Open Res Eur. 2022 Jul 20:1:131. doi: 10.12688/openreseurope.14144.2. eCollection 2021.

Abstract

This paper explores the use of a particle filter-a data assimilation method-to incorporate real-time data into an agent-based model. We apply the method to a simulation of real pedestrians moving through the concourse of Grand Central Terminal in New York City (USA). The results show that the particle filter does not perform well due to (i) the unpredictable behaviour of some pedestrians and (ii) because the filter does not optimise the categorical agent parameters that are characteristic of this type of model. This problem only arises because the experiments use real-world pedestrian movement data, rather than simulated, hypothetical data, as is more common. We point to a potential solution that involves resampling some of the variables in a particle, such as the locations of the agents in space, but keeps other variables such as the agents' choice of destination. This research illustrates the importance of including real-world data and provides a proof of concept for the application of an improved particle filter to an agent-based model.

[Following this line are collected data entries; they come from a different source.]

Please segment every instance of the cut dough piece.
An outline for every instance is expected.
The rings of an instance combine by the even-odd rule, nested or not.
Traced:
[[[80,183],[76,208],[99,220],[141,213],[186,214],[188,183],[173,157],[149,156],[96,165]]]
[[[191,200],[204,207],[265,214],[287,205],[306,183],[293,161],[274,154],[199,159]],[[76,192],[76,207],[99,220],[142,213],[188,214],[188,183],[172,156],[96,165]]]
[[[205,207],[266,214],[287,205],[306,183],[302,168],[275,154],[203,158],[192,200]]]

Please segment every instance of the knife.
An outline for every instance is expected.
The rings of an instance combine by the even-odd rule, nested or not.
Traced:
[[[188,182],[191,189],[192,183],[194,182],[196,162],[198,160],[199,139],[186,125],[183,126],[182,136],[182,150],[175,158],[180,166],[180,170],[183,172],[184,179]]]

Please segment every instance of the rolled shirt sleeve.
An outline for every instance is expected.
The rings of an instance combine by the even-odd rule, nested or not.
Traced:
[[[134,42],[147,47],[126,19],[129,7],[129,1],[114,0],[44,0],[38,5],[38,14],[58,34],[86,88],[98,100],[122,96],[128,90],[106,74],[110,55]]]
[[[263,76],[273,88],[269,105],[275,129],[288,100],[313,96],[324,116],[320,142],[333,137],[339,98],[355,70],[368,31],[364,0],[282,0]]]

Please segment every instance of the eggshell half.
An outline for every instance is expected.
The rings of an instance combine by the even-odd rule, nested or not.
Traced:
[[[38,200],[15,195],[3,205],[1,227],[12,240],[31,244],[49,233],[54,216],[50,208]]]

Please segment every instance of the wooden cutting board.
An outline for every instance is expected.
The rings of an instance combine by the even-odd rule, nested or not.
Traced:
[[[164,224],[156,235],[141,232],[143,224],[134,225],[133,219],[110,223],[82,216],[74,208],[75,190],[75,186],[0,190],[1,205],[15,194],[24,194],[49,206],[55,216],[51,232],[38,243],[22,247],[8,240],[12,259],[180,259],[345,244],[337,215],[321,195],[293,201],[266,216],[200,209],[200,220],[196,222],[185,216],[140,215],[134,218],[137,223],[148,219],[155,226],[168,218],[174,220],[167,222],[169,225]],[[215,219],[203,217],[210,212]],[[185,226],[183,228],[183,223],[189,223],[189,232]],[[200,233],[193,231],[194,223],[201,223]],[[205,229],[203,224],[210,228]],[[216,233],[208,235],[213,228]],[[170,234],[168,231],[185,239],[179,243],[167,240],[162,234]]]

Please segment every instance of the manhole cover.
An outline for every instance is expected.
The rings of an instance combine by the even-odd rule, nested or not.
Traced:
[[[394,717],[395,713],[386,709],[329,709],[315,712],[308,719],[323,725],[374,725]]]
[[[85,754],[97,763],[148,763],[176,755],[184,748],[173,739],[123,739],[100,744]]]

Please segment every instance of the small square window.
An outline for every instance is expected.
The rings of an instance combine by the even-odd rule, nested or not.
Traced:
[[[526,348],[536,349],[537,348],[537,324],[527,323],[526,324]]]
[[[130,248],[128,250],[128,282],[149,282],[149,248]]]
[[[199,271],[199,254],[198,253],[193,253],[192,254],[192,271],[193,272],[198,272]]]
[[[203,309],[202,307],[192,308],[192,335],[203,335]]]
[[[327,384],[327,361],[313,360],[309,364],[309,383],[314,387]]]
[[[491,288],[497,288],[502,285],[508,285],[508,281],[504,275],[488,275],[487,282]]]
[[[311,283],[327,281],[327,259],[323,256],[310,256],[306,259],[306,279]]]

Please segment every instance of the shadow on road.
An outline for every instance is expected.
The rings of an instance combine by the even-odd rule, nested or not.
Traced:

The obstacles and solutions discussed have important implications for future work that is focused on building large-scale real-time agent-based models.

Keywords: Agent-Based Modelling; Crowd Simulation; Data Assimilation; Particle Filter.

Grants and funding

This project has received funding from the European Research Council (ERC) under the European Union’s Horizon 2020 research and innovation programme (grant agreement No 757455), and through an internship funded by the UK Leeds Institute for Data Analytics (LIDA).